Army Corps reaffirms Illinois & Mississippi River plans

BYLINE: Dori Meinert Copley News Service


The U.S. Army Corps of Engineers on Thursday reaffirmed its intent to move forward with a costly and controversial plan to lengthen two locks on the Illinois River and five on the Upper Mississippi River as well to improve the area's ecosystem.

The Illinois River locks are at Peoria and LaGrange.

As expected, the Army's chief of engineers approved a plan virtually identical to the final plan that was released in September after a summer of public hearings.

The plan now goes to the secretary of the Army, who will submit it to the White House Office of Management and Budget.

Congress must also approve the plan. While lawmakers from states near the two rivers are strongly supportive, the cost could be an obstacle in Congress next year.

The plan has been criticized by several expert panels including the National Research Council, which in October concluded the corps didn't make a credible case for construction of the project.

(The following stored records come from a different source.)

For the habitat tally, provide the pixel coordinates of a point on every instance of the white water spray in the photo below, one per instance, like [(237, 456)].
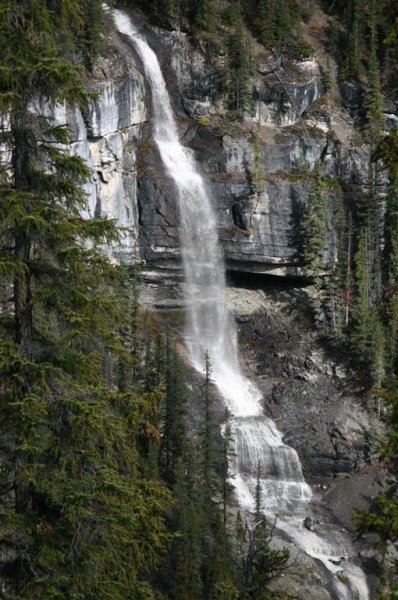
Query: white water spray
[(210, 329)]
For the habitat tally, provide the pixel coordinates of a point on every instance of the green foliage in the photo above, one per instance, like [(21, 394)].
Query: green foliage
[(275, 23), (205, 15), (239, 66), (315, 225), (80, 518)]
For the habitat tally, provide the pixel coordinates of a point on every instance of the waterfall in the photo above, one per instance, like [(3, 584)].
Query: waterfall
[(210, 329)]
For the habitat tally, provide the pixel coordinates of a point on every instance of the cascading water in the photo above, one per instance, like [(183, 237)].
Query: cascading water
[(210, 329)]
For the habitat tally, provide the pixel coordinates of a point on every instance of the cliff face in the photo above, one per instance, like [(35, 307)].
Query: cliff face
[(254, 168), (257, 171)]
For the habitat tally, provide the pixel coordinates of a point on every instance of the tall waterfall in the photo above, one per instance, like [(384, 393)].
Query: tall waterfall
[(210, 329)]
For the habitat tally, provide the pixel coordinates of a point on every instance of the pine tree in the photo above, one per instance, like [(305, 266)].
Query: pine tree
[(205, 15), (174, 429), (259, 563), (315, 226), (239, 67), (78, 518)]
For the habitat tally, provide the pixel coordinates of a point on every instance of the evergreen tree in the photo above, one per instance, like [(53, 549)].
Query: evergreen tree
[(259, 563), (78, 518), (239, 67), (174, 429), (205, 15), (315, 226)]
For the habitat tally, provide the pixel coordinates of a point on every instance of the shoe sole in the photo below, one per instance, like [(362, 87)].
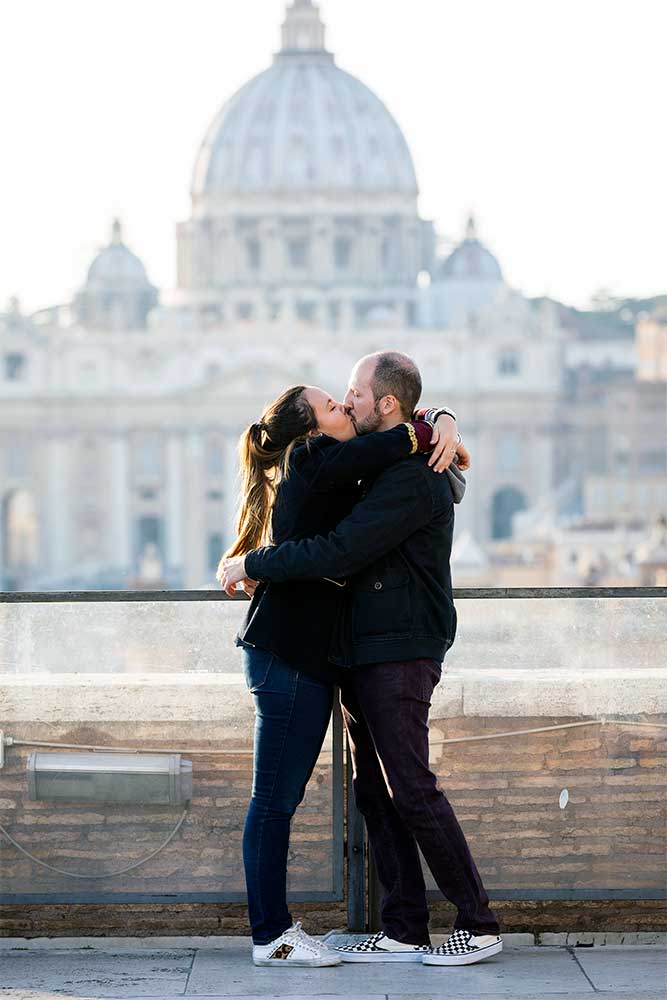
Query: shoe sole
[(374, 959), (474, 956), (296, 963)]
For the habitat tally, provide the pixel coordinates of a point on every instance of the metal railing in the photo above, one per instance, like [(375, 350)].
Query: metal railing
[(348, 834)]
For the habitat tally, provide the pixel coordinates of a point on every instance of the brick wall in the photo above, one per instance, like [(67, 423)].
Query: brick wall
[(611, 834)]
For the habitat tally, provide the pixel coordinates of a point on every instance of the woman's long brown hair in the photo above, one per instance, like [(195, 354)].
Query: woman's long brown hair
[(264, 453)]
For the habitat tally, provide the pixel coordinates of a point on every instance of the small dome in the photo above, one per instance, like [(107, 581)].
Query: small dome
[(116, 264), (471, 260), (303, 124)]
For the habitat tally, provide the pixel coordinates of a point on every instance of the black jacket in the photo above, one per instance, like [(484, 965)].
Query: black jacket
[(393, 550), (296, 620)]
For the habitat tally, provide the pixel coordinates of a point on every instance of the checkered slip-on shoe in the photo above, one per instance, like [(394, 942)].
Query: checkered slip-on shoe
[(463, 948), (379, 948), (294, 948)]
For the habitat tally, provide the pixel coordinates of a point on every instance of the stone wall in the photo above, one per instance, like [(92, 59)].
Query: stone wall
[(507, 793)]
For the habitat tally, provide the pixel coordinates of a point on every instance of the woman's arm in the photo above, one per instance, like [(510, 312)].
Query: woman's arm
[(367, 455)]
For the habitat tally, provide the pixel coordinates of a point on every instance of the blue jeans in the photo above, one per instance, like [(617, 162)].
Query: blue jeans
[(291, 719)]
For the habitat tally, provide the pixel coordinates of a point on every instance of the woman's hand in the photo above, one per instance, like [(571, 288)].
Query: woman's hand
[(231, 572), (446, 446), (462, 457)]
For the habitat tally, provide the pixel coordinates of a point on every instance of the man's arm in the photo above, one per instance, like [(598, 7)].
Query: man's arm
[(397, 505), (369, 455)]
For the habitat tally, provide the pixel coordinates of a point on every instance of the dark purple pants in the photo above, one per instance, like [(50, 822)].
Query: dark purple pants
[(385, 707)]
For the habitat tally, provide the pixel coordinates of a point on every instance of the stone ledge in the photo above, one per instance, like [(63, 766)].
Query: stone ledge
[(73, 698), (219, 942)]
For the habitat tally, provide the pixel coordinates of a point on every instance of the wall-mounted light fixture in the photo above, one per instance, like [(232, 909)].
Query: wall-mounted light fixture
[(149, 779)]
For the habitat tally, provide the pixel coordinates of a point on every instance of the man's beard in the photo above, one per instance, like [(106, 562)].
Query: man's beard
[(368, 424)]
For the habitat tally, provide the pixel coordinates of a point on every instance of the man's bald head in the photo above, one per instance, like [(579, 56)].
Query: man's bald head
[(395, 374)]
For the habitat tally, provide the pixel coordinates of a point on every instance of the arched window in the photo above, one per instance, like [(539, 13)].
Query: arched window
[(15, 367), (214, 459), (506, 503), (149, 530), (214, 550), (342, 252)]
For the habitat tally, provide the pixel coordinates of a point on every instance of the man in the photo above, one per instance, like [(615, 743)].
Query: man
[(399, 620)]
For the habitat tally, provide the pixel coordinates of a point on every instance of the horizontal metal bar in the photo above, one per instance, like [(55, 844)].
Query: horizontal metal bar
[(466, 593), (435, 895), (43, 898)]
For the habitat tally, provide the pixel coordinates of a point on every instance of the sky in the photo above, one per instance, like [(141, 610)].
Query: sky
[(544, 118)]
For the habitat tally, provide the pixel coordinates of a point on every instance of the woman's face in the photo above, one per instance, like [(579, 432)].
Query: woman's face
[(332, 418)]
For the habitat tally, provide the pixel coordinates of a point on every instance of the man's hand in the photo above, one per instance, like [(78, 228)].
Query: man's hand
[(446, 446), (232, 572), (249, 586), (462, 457)]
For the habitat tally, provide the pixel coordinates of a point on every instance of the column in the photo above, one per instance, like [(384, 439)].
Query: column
[(121, 553), (58, 478), (174, 504), (231, 488), (195, 572)]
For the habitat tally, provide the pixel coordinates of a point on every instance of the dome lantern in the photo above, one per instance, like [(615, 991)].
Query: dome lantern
[(302, 30)]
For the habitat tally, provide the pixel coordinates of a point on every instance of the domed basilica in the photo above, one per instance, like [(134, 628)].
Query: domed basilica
[(304, 250)]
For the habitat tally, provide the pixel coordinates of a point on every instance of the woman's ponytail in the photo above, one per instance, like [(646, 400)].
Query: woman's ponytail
[(264, 453)]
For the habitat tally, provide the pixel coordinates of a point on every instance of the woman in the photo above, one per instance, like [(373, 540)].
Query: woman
[(300, 466)]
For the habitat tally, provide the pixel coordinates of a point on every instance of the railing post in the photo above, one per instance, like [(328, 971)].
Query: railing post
[(355, 843), (374, 895)]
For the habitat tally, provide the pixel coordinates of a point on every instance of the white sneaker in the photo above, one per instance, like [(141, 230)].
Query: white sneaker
[(379, 948), (464, 948), (294, 948)]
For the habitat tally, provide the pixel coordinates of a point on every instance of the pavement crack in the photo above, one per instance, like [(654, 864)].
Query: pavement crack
[(187, 981), (572, 952)]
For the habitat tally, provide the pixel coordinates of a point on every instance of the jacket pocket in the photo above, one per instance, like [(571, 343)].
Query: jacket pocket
[(382, 604), (256, 667)]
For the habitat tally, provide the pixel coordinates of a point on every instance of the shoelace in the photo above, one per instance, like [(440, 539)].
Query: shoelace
[(305, 939)]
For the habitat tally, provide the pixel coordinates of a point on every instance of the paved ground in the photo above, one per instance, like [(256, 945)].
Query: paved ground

It found little evidence that grain exports would increase enough to justify the project.

"I am confident that over time our approach will enable us to overcome their concerns," Lt. Gen. Carl A. Strock, the Army's chief of engineers, told reporters in a conference call. "We believe that it is critical to the future of the nation's economy and this important natural resource that we move forward on this important effort. In today's economy, we must take every opportunity to give our farmers the competitive edge of getting their products to market in the most efficient way possible."

The lock and dam expansion is supported by farm groups and river users. But it's opposed by several environmental and taxpayer advocacy groups.

Supporters argue that current 600-foot locks are too short for today's 1,200-foot-long barge assemblies, which must be decoupled to move through. Opponents say that quicker alternatives to construction exist. For example, establishing a river traffic schedule would eliminate delays, cost much less money and do less damage to the environment, they say.

"Hopefully, Congress will recognize that Congress has far more important priorities than building locks for barges that will never come," said Environmental Defense's Scott Faber.

The first 15-year segment of the river improvements would cost 3.61 billion including 1.8 billion for the lock and dam expansion and $1.6 billion for ecosystem restoration. Another $235 million would be used for small-scale navigation measures as well as monitoring traffic and economic conditions.

In November, Congress approved $13.9 million for the corps to begin engineering and design work on the project. But Congress must authorize the project in separate legislation before any funds can be spent on actual construction.

Negotiations over a bill to authorize this and other water projects around the country ran out of time this year and the Water Resources Development Authorization bill must be re-introduced next year.